Он стиснул зубы и пошёл к дверям.
– Да, – сказал он, воротясь, – к чему это вас поведёт? Граф на вас не женится: какие у него намерения?..
– Не знаю! – отвечала Наденька, печально качая головой.
– Боже! как вы ослеплены! – с ужасом воскликнул Александр.
– У него не может быть дурных намерений… – отвечала она слабым голосом.

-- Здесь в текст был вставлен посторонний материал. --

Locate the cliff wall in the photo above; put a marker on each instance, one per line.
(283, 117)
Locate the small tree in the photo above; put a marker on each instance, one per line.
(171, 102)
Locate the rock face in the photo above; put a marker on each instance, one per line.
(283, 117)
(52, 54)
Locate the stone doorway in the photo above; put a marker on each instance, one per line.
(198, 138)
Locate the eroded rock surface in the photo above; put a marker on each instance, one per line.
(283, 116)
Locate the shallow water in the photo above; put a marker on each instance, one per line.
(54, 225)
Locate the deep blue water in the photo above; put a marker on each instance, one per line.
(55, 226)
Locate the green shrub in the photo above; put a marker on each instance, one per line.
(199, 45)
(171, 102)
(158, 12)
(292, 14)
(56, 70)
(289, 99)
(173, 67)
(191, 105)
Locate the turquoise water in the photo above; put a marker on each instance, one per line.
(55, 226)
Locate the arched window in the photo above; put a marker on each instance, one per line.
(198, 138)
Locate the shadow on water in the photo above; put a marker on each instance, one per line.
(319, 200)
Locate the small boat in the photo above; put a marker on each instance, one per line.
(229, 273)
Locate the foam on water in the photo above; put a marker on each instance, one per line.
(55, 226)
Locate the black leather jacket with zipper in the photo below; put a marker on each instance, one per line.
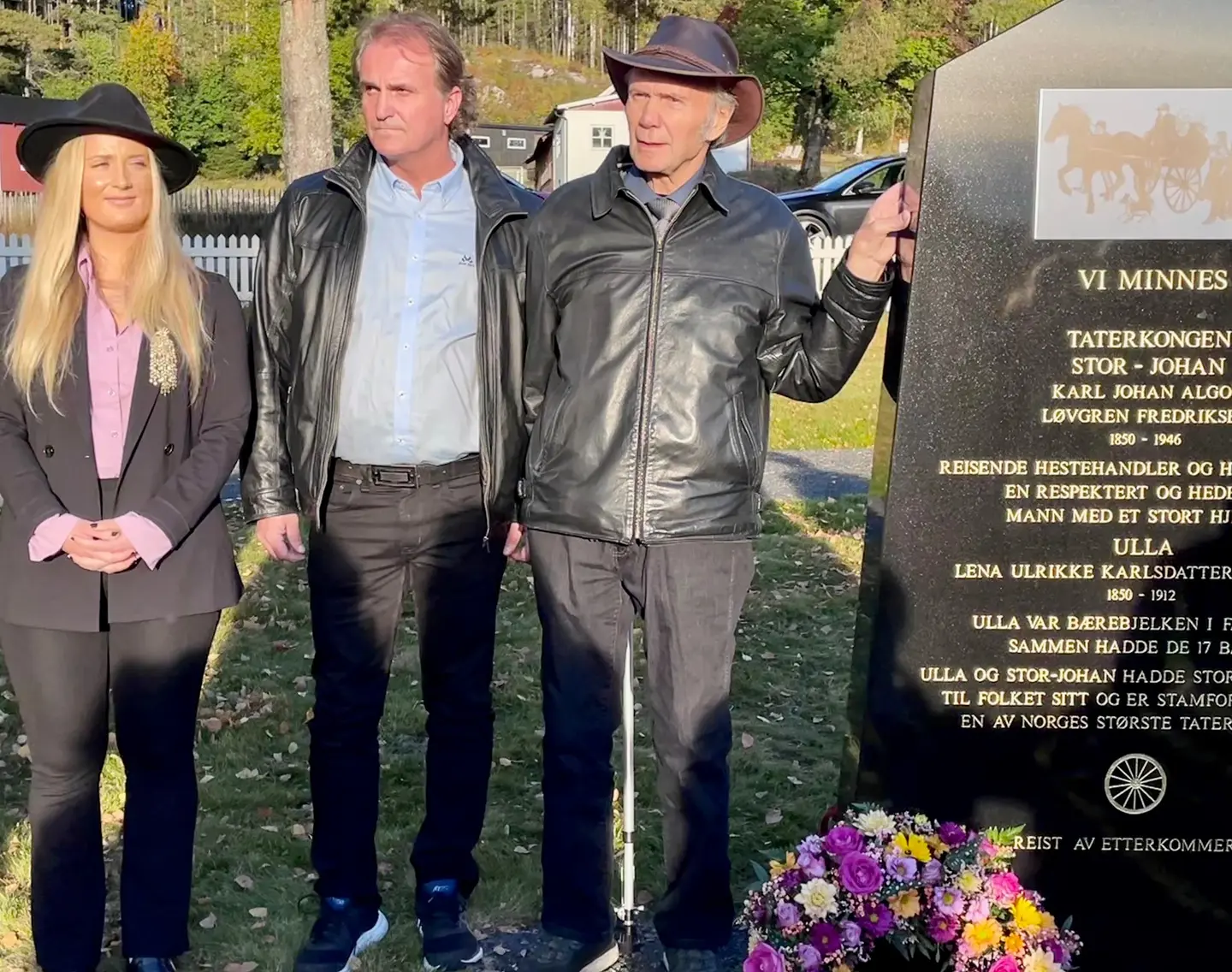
(651, 361)
(305, 292)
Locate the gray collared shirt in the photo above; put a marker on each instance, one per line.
(411, 391)
(636, 184)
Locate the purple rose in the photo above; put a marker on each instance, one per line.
(826, 939)
(843, 840)
(860, 874)
(901, 868)
(787, 915)
(941, 928)
(948, 901)
(952, 834)
(878, 921)
(811, 864)
(764, 958)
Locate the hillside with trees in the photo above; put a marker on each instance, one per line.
(210, 73)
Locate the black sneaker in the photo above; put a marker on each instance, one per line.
(341, 933)
(690, 960)
(554, 954)
(448, 943)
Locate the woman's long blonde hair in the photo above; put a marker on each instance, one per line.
(164, 287)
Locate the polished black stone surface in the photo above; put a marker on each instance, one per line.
(980, 367)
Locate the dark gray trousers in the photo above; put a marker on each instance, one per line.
(690, 594)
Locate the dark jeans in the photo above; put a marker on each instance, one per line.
(154, 672)
(690, 594)
(375, 538)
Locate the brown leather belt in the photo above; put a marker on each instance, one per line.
(408, 477)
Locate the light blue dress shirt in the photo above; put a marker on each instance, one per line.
(411, 391)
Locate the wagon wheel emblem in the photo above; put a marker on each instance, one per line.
(1134, 784)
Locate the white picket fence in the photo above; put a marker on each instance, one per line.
(235, 257)
(231, 257)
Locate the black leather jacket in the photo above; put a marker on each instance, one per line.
(305, 288)
(651, 364)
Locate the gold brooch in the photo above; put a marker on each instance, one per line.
(164, 366)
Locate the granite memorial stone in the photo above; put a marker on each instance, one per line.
(1045, 633)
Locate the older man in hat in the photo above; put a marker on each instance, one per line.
(666, 303)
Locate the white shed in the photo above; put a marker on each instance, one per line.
(583, 133)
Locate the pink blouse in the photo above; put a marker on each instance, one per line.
(114, 355)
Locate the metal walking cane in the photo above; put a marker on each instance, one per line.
(629, 907)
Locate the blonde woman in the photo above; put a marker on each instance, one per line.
(123, 406)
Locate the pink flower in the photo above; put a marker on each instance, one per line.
(979, 910)
(764, 958)
(1004, 888)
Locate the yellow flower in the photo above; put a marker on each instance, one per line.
(980, 936)
(906, 904)
(1028, 918)
(912, 845)
(1040, 961)
(818, 897)
(970, 882)
(778, 868)
(918, 849)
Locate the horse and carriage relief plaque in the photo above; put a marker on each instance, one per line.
(1134, 164)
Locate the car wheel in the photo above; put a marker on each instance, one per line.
(814, 226)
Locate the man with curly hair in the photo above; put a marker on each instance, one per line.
(388, 353)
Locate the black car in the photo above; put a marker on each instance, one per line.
(836, 206)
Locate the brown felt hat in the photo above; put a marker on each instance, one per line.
(689, 47)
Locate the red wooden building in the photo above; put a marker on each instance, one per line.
(15, 115)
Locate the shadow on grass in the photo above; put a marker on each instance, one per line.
(252, 868)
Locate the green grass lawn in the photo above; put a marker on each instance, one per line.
(252, 840)
(849, 420)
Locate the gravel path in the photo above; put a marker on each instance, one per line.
(817, 475)
(814, 475)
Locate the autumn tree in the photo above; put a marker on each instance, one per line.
(149, 64)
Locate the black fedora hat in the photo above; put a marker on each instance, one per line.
(105, 109)
(689, 47)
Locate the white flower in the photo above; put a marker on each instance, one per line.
(875, 823)
(1040, 961)
(818, 897)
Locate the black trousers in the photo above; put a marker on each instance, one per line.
(690, 594)
(374, 541)
(154, 672)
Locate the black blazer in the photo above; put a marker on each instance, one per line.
(178, 456)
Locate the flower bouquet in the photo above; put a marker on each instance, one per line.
(934, 891)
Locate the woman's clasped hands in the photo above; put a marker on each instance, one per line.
(100, 546)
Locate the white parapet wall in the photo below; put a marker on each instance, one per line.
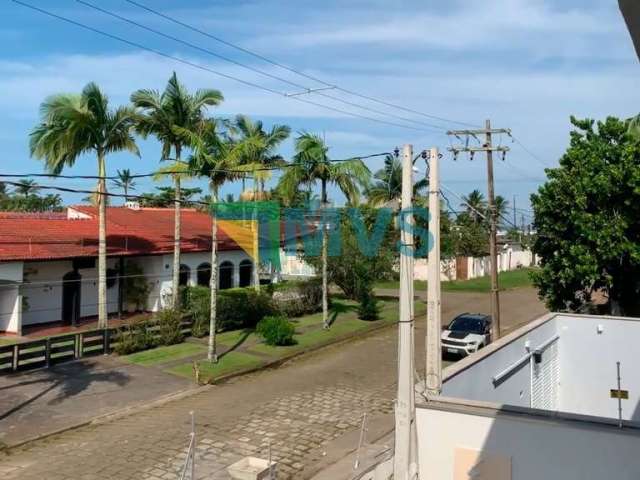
(471, 442)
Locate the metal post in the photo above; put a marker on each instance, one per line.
(193, 446)
(403, 414)
(619, 396)
(360, 441)
(493, 242)
(433, 377)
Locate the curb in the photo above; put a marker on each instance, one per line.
(133, 409)
(107, 417)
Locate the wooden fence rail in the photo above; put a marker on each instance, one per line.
(50, 351)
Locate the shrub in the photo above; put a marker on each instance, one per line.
(169, 326)
(276, 331)
(299, 299)
(368, 309)
(134, 338)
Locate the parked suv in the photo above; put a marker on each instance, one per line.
(467, 333)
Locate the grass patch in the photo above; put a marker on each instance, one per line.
(160, 355)
(507, 280)
(231, 362)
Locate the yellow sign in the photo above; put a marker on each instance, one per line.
(622, 394)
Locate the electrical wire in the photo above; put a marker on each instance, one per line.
(210, 70)
(292, 70)
(253, 69)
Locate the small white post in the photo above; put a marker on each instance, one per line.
(433, 375)
(404, 415)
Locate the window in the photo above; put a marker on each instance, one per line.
(246, 270)
(204, 274)
(185, 274)
(225, 276)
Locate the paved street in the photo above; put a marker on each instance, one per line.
(298, 409)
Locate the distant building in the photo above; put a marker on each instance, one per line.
(541, 403)
(48, 262)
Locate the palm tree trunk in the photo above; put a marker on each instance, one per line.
(325, 241)
(175, 284)
(256, 242)
(212, 354)
(102, 244)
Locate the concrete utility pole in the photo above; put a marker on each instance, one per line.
(433, 376)
(493, 214)
(405, 465)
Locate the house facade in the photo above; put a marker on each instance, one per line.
(48, 262)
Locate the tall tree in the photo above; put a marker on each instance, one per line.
(311, 164)
(125, 182)
(587, 221)
(255, 151)
(26, 187)
(212, 159)
(72, 125)
(166, 116)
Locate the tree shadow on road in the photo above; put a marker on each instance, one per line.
(69, 381)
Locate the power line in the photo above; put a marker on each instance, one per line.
(253, 69)
(210, 70)
(292, 70)
(157, 173)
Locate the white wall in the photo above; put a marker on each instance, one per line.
(588, 365)
(476, 381)
(43, 291)
(10, 299)
(447, 269)
(539, 448)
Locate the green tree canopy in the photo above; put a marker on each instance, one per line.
(587, 218)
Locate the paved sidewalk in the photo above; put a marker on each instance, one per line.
(43, 401)
(299, 408)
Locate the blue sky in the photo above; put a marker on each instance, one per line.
(526, 64)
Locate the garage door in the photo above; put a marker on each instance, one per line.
(545, 377)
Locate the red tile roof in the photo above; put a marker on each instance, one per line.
(25, 236)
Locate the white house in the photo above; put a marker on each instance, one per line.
(558, 398)
(48, 262)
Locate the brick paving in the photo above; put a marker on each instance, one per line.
(297, 409)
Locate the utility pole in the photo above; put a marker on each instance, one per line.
(433, 375)
(493, 214)
(405, 449)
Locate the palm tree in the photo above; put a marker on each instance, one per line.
(212, 159)
(164, 116)
(311, 164)
(475, 205)
(388, 183)
(72, 125)
(633, 124)
(26, 187)
(125, 182)
(255, 149)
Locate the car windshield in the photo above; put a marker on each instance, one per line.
(467, 324)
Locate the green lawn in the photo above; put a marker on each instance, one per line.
(507, 280)
(230, 362)
(161, 355)
(249, 351)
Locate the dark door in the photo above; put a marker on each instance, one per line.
(225, 275)
(246, 272)
(71, 298)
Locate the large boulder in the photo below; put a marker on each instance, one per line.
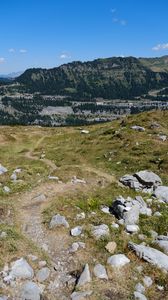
(85, 276)
(100, 231)
(161, 193)
(144, 181)
(30, 291)
(118, 260)
(100, 272)
(151, 255)
(148, 178)
(21, 269)
(2, 170)
(58, 221)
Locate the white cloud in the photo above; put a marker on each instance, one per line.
(22, 50)
(65, 55)
(160, 47)
(11, 50)
(2, 60)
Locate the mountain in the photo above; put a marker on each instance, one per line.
(11, 75)
(109, 78)
(157, 64)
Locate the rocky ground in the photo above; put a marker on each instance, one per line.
(84, 212)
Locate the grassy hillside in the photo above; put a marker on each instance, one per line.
(107, 152)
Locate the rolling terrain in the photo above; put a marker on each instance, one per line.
(75, 173)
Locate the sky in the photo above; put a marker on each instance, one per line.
(48, 33)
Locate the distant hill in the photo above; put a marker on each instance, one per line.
(109, 78)
(157, 64)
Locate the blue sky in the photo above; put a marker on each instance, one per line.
(47, 33)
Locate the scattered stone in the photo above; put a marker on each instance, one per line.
(14, 177)
(32, 257)
(30, 291)
(6, 189)
(21, 269)
(145, 181)
(76, 246)
(58, 221)
(100, 231)
(162, 137)
(76, 231)
(43, 274)
(157, 214)
(53, 178)
(2, 170)
(105, 209)
(162, 242)
(132, 228)
(147, 281)
(148, 178)
(3, 235)
(115, 226)
(118, 260)
(85, 277)
(80, 216)
(100, 272)
(85, 131)
(80, 295)
(138, 128)
(153, 234)
(140, 288)
(139, 296)
(39, 198)
(161, 193)
(42, 263)
(132, 216)
(111, 247)
(151, 255)
(76, 180)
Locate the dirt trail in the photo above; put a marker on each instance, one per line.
(31, 205)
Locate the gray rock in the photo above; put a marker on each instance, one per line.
(148, 178)
(162, 242)
(76, 231)
(100, 231)
(80, 295)
(2, 170)
(100, 272)
(39, 198)
(76, 246)
(30, 291)
(132, 228)
(140, 288)
(58, 221)
(118, 260)
(157, 214)
(43, 274)
(85, 277)
(138, 128)
(6, 189)
(139, 296)
(14, 177)
(105, 209)
(151, 255)
(132, 216)
(80, 216)
(132, 182)
(147, 281)
(161, 193)
(21, 269)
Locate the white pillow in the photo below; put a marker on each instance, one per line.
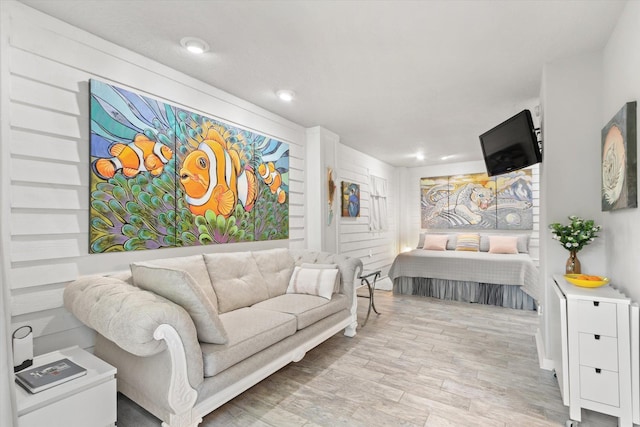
(313, 281)
(179, 287)
(503, 244)
(336, 287)
(435, 242)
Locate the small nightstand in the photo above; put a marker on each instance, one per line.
(89, 400)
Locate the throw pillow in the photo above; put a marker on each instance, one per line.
(468, 242)
(236, 279)
(179, 287)
(276, 266)
(503, 244)
(336, 287)
(435, 242)
(313, 281)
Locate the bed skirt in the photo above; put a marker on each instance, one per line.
(510, 296)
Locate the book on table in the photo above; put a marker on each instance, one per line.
(46, 376)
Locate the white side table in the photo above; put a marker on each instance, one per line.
(89, 400)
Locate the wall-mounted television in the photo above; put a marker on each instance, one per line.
(511, 145)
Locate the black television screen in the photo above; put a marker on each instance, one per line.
(511, 145)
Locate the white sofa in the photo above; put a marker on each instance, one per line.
(210, 326)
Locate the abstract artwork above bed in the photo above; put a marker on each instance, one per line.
(165, 176)
(477, 201)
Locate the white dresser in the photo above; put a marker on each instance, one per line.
(595, 371)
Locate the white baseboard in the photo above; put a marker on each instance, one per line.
(546, 364)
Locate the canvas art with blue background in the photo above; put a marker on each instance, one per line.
(164, 176)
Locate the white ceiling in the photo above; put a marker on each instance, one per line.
(390, 77)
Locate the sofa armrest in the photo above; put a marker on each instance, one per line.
(129, 317)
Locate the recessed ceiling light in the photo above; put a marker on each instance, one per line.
(194, 45)
(286, 95)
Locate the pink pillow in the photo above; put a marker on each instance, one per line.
(503, 244)
(435, 242)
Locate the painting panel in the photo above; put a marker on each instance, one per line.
(476, 201)
(472, 201)
(197, 180)
(514, 200)
(619, 162)
(434, 202)
(350, 199)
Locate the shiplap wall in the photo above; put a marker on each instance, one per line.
(45, 128)
(377, 250)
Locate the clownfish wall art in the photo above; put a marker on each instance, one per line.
(213, 179)
(164, 176)
(141, 155)
(273, 179)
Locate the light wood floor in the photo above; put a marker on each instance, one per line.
(422, 362)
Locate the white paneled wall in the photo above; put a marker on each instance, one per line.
(377, 250)
(44, 207)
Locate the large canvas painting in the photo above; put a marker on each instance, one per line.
(477, 201)
(619, 163)
(163, 176)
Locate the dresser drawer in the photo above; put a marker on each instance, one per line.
(599, 353)
(597, 318)
(599, 387)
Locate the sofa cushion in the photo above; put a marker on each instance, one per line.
(308, 309)
(195, 266)
(236, 280)
(276, 266)
(250, 330)
(313, 281)
(179, 287)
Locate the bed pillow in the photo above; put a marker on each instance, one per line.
(503, 244)
(468, 242)
(435, 242)
(179, 287)
(313, 281)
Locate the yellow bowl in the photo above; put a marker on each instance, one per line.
(574, 278)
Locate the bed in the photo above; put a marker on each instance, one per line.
(508, 280)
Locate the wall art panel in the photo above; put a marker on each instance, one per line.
(477, 201)
(619, 162)
(350, 199)
(163, 176)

– Берегитесь, Надежда Александровна!
Он взял её руку, поцеловал её и неровными шагами вышел из комнаты. На него страшно было смотреть. Наденька осталась неподвижна на своём месте.
– Что ж ты не играешь, Наденька? – спросила мать через несколько минут.
Наденька очнулась как будто от тяжёлого сна и вздохнула.
– Сейчас, maman! – отвечала она и, задумчиво склонив голову немного на сторону, робко начала перебирать клавиши. Пальцы у ней дрожали. Она, видимо, страдала от угрызений совести и от сомнения, брошенного в неё словом: «Берегитесь!» Когда приехал граф, она была молчалива, скучна; в манерах её было что-то принуждённое. Она под предлогом головной боли рано ушла в свою комнату. И ей в этот вечер казалось горько жить на свете.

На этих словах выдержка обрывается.